APPEL A LA LIBERATION DES JOURNALISTES INCARCÉRÉS AU CAMEROUN : Quand le CPJ met la CAF dans l’embarras
La liberté de la presse est un vilain mot au Cameroun. Car, il suffit d’un rien pour que se mette en branle le rouleau compresseur du président Paul Biya, tant et si bien qu’à ce jour, ils sont huit, le nombre de journalistes incarcérés, dans l’exercice de leurs fonctions. Entre autres, l’on peut citer les cas de Lewis Medja et Nestor Nga Etoya, respectivement directeurs de publication de La Détente libre et Le Renard, condamnés à payer 10 millions et 25 millions de F CFA pour avoir, écoutez bien, dénoncé les conditions difficiles de travail des citoyens camerounais ou pour avoir mis en tête d’affiche, des titres jugés trop forts par le pouvoir. Quand au correspondant de Radio France internationale (RFI), Ahmed Abba, il a écopé d’une peine de 10 ans de prison ferme assortie d’une amende de plus de 50 millions de F CFA, pour avoir commis le péché irrémissible d’être entré en contact avec des membres de la secte islamiste Boko Haram, sans en informer les autorités. Et ce n’est pas tout. Sont dans le box des accusés, trois autres journalistes à savoir Baba Wame, Rodrigue Tongue et Félix Cyriaque Ebolé Bola, accusés de n’avoir pas, en temps de paix, averti les autorités militaires, administratives ou judiciaires de toute activité de nature à nuire à la défense nationale. Vous avez donc compris. Au pays de Biya, la critique est sévèrement punie et la dénonciation passe pour un crime de lèse-président passible d’une lourde peine d’emprisonnement. C’est pour cette raison que le Comité de protection des journalistes (CPJ), dans une correspondance adressée au président de la Confédération africaine de football (CAF), Ahmad Ahmad, lui demande de ne pas récompenser les Etats pour « la répression qu’ils exercent », mais plutôt de les inciter à se conformer aux principes de bonne gouvernance, de démocratie et de respect des droits de l’Homme défendus par l’Union africaine (UA).

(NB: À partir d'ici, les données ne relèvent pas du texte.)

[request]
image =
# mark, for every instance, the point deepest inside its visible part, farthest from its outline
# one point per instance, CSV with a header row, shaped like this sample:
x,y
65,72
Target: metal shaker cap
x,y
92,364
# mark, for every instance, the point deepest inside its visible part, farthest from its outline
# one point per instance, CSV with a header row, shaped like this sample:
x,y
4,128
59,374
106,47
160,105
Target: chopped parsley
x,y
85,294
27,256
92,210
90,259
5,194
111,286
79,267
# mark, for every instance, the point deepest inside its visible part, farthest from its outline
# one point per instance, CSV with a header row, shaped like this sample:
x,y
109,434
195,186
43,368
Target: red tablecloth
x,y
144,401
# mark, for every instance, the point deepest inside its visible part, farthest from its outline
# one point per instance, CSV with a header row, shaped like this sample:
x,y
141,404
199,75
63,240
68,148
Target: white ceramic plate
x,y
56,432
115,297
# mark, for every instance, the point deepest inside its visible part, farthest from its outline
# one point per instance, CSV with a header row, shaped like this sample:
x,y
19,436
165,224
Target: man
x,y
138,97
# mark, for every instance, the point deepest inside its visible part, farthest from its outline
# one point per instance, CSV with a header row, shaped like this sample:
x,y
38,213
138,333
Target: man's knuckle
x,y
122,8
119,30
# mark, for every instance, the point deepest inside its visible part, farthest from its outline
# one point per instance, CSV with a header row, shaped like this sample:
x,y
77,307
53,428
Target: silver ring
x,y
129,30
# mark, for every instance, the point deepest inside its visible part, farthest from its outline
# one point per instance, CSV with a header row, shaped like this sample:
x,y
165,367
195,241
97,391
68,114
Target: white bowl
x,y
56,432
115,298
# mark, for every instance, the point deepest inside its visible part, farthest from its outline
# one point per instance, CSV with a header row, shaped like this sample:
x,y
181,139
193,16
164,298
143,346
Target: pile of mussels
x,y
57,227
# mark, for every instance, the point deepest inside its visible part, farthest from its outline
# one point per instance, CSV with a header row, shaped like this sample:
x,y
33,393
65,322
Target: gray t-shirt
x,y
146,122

Le CPJ cherche à protéger les siens
En d’autres termes, le CPJ souhaite que l’on retire l’organisation de la prochaine CAN au Cameroun parce que, dit-il, « le football doit être un vecteur pour promouvoir les valeurs positives ». Or, le Cameroun est connu pour être un Etat prédateur des droits humains, notamment en matière de répression des journalistes. En témoigne son classement mondial en terme de liberté de la presse : 130 sur 180 pays. En tout cas, le moins que l’on puisse dire, c’est que l’appel que vient de lancer le CPJ embarrasse au plus haut niveau les premiers responsables de la CAF. Faut-il retirer l’organisation de la CAN au Cameroun de Biya en signe de protestation contre les violations massives des droits de l’Homme ? En le faisant, la CAF créerait ainsi un précèdent dangereux puisqu’il faudrait désormais introduire le critère de bonne gouvernance dans le choix des pays devant abriter la fête africaine du ballon rond. Or, très peu de pays africains, en la matière, sont éligibles. Surtout pas le Maroc et l’Algérie qui rongent déjà leurs freins, espérant un désistement du Cameroun à la dernière minute. En tout cas, quoi qu’il en soit, le CPJ aura eu le mérite d’avoir attiré l’attention de la communauté internationale sur un problème réel et récurrent au Cameroun : l’embastillement des journalistes. Certes, d’aucuns y verront sans doute une démarche corporatiste dans la mesure où il n’y a pas que des journalistes qui sont en prison au Cameroun, mais comme le dit l’adage, « quand on lance une pierre en l’air, chacun cherche à protéger sa tête ». Donc, le CPJ cherche à protéger les siens. Et c’est de bonne guerre.